Simm plays Sam Tyler, a detective working in 2006, until his life is turned upside down when gets hit by a car and wakes up in 1973. The audience are led to believe that Sam is in a coma throughout his period in 1973 by the use of voices which Sam can hear in his head and other strange occurrences which no-one but Sam picks up on. This is an extraordinarily clever device which never confirms that Sam is in a coma but merely hints at it.
Whilst in 1973 Sam works as a DI (Detective Inspector) under DCI hunt (played by Glenister). Hunt is the most complex and interesting character ever written into a serialized TV drama and Glenister performs the part perfectly. In fact, all of the acting on displayed in Life on Mars is brilliant, with absolutely outstanding performances from Simm and Glenister who are undeniably the leads.
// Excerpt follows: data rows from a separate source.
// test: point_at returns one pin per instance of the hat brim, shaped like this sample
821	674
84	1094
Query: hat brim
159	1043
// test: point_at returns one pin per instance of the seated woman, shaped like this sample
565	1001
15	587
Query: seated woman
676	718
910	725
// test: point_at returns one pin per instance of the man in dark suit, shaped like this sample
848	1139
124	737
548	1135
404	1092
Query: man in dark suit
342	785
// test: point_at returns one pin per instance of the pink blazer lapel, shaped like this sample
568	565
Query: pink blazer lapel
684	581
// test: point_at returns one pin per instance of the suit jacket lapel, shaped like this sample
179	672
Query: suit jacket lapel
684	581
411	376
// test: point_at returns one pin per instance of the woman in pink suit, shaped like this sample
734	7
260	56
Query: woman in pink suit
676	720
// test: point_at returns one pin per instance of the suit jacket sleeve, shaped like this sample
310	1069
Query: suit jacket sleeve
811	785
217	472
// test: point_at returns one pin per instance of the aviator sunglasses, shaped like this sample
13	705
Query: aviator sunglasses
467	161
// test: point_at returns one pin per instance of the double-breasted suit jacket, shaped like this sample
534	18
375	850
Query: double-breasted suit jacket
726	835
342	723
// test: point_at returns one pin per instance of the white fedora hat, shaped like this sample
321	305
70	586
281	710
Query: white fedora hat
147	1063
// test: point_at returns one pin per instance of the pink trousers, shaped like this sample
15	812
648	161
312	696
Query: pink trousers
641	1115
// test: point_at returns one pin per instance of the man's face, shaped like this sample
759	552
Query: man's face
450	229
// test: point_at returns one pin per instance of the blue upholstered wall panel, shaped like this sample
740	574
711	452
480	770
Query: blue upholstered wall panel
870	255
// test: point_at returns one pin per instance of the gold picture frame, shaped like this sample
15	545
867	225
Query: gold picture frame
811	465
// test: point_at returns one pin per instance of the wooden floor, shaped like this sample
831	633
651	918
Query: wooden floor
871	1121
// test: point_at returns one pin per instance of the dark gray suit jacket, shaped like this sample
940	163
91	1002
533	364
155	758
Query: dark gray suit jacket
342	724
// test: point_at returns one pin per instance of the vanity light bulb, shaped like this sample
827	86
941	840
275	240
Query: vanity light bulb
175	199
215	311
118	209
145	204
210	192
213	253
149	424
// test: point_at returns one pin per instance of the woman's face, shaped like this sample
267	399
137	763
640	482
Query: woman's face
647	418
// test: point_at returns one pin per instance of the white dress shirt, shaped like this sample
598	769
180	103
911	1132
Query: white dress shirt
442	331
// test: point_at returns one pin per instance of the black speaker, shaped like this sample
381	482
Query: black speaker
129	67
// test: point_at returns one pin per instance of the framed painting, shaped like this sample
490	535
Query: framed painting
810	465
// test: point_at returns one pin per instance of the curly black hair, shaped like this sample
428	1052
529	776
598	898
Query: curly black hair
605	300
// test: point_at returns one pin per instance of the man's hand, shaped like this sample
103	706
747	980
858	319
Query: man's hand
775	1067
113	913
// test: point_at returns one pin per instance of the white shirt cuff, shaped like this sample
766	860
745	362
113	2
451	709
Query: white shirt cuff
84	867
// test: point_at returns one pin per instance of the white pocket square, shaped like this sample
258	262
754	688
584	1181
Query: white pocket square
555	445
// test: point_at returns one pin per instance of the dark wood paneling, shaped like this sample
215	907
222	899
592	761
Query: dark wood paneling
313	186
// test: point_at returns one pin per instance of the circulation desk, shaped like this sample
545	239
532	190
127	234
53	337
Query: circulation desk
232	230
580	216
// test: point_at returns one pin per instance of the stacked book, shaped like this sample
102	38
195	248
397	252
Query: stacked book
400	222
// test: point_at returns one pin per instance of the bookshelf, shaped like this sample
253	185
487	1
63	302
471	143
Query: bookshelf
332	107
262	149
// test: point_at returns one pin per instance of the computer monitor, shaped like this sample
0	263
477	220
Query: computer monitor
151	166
Life on Mars' real strength lies in its ability to hold a viewer's interest until the very end and beyond that. The finale of the programme is spectacular; not only is it a more-than-satisfactory ending to an excellent series, it manages to single itself out as one of the best pieces television (get that television, not just drama) ever shot; it's thought provoking, meaningful, and gripping. Best of all the last episode challenges everything you know about Life on Mars, and leaves you still challenging it.
Okay so I was horribly wrong about this drama, but I refuse to accept the majority of dramas as acceptable. Life on Mars is a rare jewel, a diamond in the rough and something that is now sacred to me. Which is why I shan't be following up this review with a review of the Life on Mars spin off, Ashes to Ashes, as I previously intended.